MPF denuncia ligação de 14 candidatos ao crime organizado em cinco estados
Impeachment de candidaturas ligados a grupos paramilitares vem ganhando força nas eleições brasileiras.
O Ministério Público Eleitoral identificou 14 candidatos vinculados ao crime organizado, impugnados em cinco estados; a maior parte concentra-se no Rio de Janeiro.
Segundo informações divulgadas pelo Ministério Público Federal, ao menos 14 candidatos tiveram seus registros de candidatura impugnados em diferentes regiões do Brasil, uma medida que visa coibir a participação de grupos paramilitares nas eleições de 2024. A maior concentração dessas impugnações ocorreu no Rio de Janeiro, onde oito candidatos tiveram seus registros questionados, seguido por São Paulo e Paraíba, com dois cada, além de um em Amapá e outro na Bahia. Ainda não há confirmação oficial de que todas essas ações estejam relacionadas ao novo entendimento do Tribunal Superior Eleitoral (TSE), que, desde 2024, passou a exigir elementos mais robustos além de condenações criminais em segunda instância para barrar candidatos denunciados por vínculos com organizações criminosas.

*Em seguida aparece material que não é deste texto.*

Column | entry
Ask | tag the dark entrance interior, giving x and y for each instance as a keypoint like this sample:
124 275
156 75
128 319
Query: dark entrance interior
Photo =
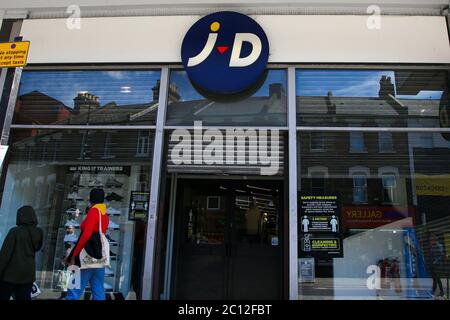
228 240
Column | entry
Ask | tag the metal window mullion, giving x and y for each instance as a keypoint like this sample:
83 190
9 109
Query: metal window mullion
149 257
170 238
373 129
11 106
293 237
81 127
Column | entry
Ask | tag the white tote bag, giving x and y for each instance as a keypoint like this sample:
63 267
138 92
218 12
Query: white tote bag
88 262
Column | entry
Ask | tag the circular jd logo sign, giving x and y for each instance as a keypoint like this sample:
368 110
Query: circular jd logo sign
225 52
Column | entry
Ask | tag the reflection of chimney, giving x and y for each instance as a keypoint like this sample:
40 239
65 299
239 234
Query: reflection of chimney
387 93
85 101
173 95
386 87
276 90
155 90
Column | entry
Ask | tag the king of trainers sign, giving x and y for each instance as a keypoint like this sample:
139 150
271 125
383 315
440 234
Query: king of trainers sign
231 147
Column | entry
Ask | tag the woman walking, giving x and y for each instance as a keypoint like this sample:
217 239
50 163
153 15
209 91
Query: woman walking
90 236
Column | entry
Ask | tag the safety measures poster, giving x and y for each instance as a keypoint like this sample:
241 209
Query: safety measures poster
320 226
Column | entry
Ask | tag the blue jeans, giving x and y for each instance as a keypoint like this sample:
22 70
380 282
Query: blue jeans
96 278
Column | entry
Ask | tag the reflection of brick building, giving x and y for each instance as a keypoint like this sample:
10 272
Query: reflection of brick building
370 171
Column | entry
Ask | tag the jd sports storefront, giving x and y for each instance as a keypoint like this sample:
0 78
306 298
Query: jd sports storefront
326 178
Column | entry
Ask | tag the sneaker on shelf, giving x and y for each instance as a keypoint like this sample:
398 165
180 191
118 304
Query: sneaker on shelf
95 183
109 272
74 196
107 286
111 240
113 197
113 225
72 223
112 182
113 211
70 238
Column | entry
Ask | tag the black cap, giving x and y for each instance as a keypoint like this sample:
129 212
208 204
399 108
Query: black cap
97 196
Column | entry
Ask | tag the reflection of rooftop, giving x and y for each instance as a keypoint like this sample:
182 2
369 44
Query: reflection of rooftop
365 106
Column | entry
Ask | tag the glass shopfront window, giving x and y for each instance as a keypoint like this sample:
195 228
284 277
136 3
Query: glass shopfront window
373 206
393 216
114 97
371 98
54 171
266 107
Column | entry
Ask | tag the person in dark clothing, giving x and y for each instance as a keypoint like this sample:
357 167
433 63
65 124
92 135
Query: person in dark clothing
17 256
437 260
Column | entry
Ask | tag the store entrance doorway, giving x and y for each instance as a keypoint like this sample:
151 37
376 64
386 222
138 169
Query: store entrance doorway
228 240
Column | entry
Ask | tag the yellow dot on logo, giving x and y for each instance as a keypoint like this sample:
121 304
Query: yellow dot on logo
215 26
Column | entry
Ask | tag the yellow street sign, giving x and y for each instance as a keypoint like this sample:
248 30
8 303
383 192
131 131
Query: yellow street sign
14 54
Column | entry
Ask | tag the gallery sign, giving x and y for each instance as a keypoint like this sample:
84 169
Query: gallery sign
373 217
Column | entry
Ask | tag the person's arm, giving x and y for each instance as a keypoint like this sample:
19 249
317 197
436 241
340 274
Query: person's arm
7 250
89 225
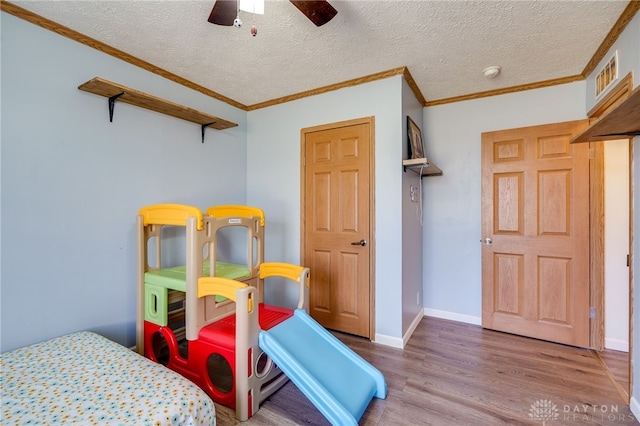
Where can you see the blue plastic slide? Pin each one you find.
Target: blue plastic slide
(335, 379)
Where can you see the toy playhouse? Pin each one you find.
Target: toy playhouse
(208, 321)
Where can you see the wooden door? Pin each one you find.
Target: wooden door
(535, 233)
(337, 230)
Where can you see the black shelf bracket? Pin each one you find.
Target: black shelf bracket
(112, 104)
(204, 126)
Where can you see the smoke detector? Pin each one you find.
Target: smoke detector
(491, 72)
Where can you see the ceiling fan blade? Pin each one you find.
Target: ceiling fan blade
(318, 11)
(224, 12)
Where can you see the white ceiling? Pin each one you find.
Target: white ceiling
(444, 44)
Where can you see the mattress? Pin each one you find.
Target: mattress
(84, 379)
(175, 278)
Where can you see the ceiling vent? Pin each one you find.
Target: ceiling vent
(607, 75)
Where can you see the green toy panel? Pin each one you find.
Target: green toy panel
(175, 278)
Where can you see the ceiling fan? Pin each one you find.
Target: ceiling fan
(319, 12)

Segundo levantamento feito pelo jornal Folha de S.Paulo, em entrevista ao Ministério Público Eleitoral, a maioria das impugnações foi feita sem que houvesse condenação definitiva, incluindo candidatos sob investigação ou apontados por ligações ao crime organizado, como as milícias armadas. Ainda de acordo com fontes próximas ao MP, esses critérios ampliaram o escopo de atuação da Procuradoria em todo o país, levando à impugnação de nomes ligados, ou mesmo suspeitos, de integrar estruturas criminosas, inclusive parentes de acusados ou indivíduos considerados herdeiros de organizações ilícitas, como no caso de um vereador filho de uma deputada, apontado por benefícios que, segundo alegações, o ligam à estrutura criminosa da mãe.

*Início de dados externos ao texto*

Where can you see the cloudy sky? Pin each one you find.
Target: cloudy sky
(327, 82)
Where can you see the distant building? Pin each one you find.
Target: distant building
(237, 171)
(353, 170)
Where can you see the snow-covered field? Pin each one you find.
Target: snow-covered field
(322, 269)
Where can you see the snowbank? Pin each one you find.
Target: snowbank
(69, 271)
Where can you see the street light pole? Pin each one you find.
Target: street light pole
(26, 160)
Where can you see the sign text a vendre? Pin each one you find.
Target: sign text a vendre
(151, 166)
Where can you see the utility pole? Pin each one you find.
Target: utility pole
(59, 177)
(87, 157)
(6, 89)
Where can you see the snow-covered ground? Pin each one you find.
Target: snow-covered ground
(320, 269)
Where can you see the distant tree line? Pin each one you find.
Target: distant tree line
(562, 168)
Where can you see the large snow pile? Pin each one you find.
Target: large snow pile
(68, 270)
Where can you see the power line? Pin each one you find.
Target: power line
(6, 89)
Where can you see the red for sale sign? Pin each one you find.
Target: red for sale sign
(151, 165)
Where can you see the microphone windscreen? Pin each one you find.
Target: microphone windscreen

O caso do vereador Junior da Lucinha, do PSD, que teria relação com uma milícia na zona oeste do Rio de Janeiro, é um dos que mais chamam atenção. Segundo a Procuradoria, ele se beneficia da estrutura econômica e política de sua mãe, deputada estadual. O político nega qualquer envolvimento com atividades ilícitas e afirma que já foi alvo de inquéritos que descartaram sua participação em crimes. Em São Paulo, a disputa é similar: a Procuradoria pediu o veto ao candidato Ney Santos, do Republicanos, sob suspeitas de ligação com o Primeiro Comando da Capital (PCC), uma das maiores organizações criminosas do país. A defesa de Santos alegou que as acusações são "factoides requentados" e que não existiram provas concretas de envolvimento dele com o crime organizado; por ora, o registro de seu candidatura ainda aguarda análise judicial.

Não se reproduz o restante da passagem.